[PATCH] more conservative heuristic for ggc-min-heapsize

Mon Oct 9 22:05:00 GMT 2006

On Fri, 2006-10-06 at 13:59 -0700, Mike Stump wrote:
> On Oct 6, 2006, at 1:26 PM, Nathan Froyd wrote:
> > The larger static value (20Mb vs. 16Mb) is intended to accommodate  
> > larger programs
> 
> I'd phrase is this way, there is memory in use behind our back that  
> we don't account for and don't control, so give them just a little  
> more room to play in.  This part I think is reasonable.

OK.  Thanks for bringing out what I should have been saying.

> > limit/4 value is adding an extra measure of conservative-ness.
> 
> I don't think a quarter of memory should be reserved for slop during  
> compilations, maybe 1/10 - 1/40.  I'd rather measure the actual slop  
> in use and what it is used for and go from there.  I suspect it is  
> the optimizer, maybe the optimizer folks can chime in and tell us how  
> much memory they want to malloc.

I don't think it matters too much if you want to peg slop between 1/10
and 1/40.  If you do reserve 1/10 (1/40) of memory for slop, then, with
my patch, you will need an rlimit of ~ >200MB (>800MB) to start having
the "dynamic" limit/10 (limit/40) be greater than the "static" 20MB.
But if your rlimit is (say) 250MB, ggc-min-heapsize will wind up being
>140MB ((250MB - 25MB)/(1.10 + 0.48) -- the 0.48 is about what
ggc_min_expand would calculate; the formula is from
ggc_min_heapsize_heuristic).  At this point, the forcing of
ggc-min-heapsize to be between 4MB and 128MB starts coming into play and
ggc-min-heapsize is kept far away from rlimit almost automatically.

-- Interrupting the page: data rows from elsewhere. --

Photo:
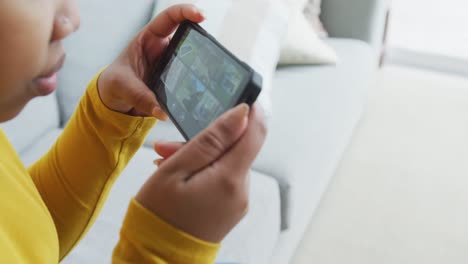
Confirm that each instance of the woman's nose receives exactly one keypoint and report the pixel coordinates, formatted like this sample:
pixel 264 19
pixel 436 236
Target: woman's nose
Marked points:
pixel 67 20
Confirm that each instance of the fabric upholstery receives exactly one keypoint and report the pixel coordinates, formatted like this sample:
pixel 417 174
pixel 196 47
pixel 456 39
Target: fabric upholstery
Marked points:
pixel 252 241
pixel 37 118
pixel 357 19
pixel 316 110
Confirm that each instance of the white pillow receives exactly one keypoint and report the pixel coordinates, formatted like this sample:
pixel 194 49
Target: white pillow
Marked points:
pixel 251 29
pixel 302 44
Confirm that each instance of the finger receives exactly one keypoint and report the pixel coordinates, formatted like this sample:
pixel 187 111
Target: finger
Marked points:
pixel 210 144
pixel 144 100
pixel 241 156
pixel 158 162
pixel 167 149
pixel 168 20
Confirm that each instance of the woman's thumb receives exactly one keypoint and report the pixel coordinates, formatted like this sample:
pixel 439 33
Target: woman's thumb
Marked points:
pixel 211 143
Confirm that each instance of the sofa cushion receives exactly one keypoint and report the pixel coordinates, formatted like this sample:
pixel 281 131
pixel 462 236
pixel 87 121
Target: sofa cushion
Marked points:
pixel 37 118
pixel 252 241
pixel 104 33
pixel 317 108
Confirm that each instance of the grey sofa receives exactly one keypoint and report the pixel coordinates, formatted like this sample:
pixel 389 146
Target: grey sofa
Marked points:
pixel 315 111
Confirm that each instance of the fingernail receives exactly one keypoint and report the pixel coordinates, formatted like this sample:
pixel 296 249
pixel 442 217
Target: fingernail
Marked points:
pixel 65 20
pixel 237 116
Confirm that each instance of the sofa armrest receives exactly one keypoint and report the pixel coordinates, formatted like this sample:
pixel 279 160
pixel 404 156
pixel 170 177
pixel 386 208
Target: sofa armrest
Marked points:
pixel 357 19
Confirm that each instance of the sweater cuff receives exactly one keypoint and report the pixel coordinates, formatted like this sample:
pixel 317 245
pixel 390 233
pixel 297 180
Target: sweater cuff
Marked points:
pixel 119 123
pixel 162 239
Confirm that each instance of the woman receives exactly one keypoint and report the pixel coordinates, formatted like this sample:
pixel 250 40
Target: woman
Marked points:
pixel 199 192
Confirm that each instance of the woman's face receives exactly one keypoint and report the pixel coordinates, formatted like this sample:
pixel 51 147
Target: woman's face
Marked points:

In other words, when rlimit/10 becomes greater than 20MB, it doesn't
make much difference because of the constraint on ggc-min-heapsize.
Therefore you want a larger amount of rlimit devoted to slop to actually
make a difference in the "dynamic" case.  So the options seem to be:

1) Go with 1/4 rlimit for slop;
2) Go with 1/10 rlimit < slop < 1/4 rlimit;
3) Go with a static 20MB figure for slop.

Favoring the conservative approach, I prefer 1 or 2 but would be OK with
2 or 3.

(Part of the problem, as noted by Paul Brook, is that rlimit doesn't
have anything to do with how much memory a compilation run is going to
take.  So I guess '4) Come up with a better heuristic' would be an
acceptable option...)

-Nathan

P.S. FWIW, some statistics on memory usage.

On the testcase from the previous mail, the top 10 consumers of heap
(non-GC'd) memory in 4.1.1 are:

expand                 : 8717 kB
tree PHI insertion     : 6980 kB
CSE                    : 5705 kB
CSE2                   : 5602 kB
tree SSA to normal     : 4464 kB
tree iv optimization   : 4366 kB
tree SSA incremental   : 4188 kB
loop analysis          : 3241 kB
life analysis          : 3219 kB
tree store copyprop    : 3035 kB (tie)
tree copy propagation  : 3035 kB (tie)

The equivalent chart for mainline is:

loop analysis          : 15840 kB
expand                 :  9093 kB
CSE                    :  5857 kB
CSE2                   :  5711 kB
tree PRE               :  4733 kB
tree PHI insertion     :  3610 kB
life analysis          :  3090 kB
tree PTA               :  2657 kB
tree SSA incremental   :  1937 kB
tree FRE               :  1245 kB

The compilation options for the (preprocessed) file were '-O2
-finline-functions' and the runs were on an x86 machine.

The method for gathering these numbers was to modify
x{malloc,calloc,realloc} to record the number of bytes allocated and to
make this value available from libiberty.  Then, when pushing and
popping timevars, the number of bytes allocated was recorded at each
event; the difference of the number of bytes allocated at each event
gives you an (rough) idea of how much memory a pass allocated.  The
numbers above are actually the *maximum* amount of memory a pass takes,
rather than cumulative over an entire compilation run.  Maximum memory
seemed to make more sense for this comparison, since we're concerned
with the amount of memory out of ggc's purview.

(I realize there are problems with nested timevars, realloc'd memory
getting counted twice, etc.  I do not claim exactness, but I would argue
that the above figures are "close enough.")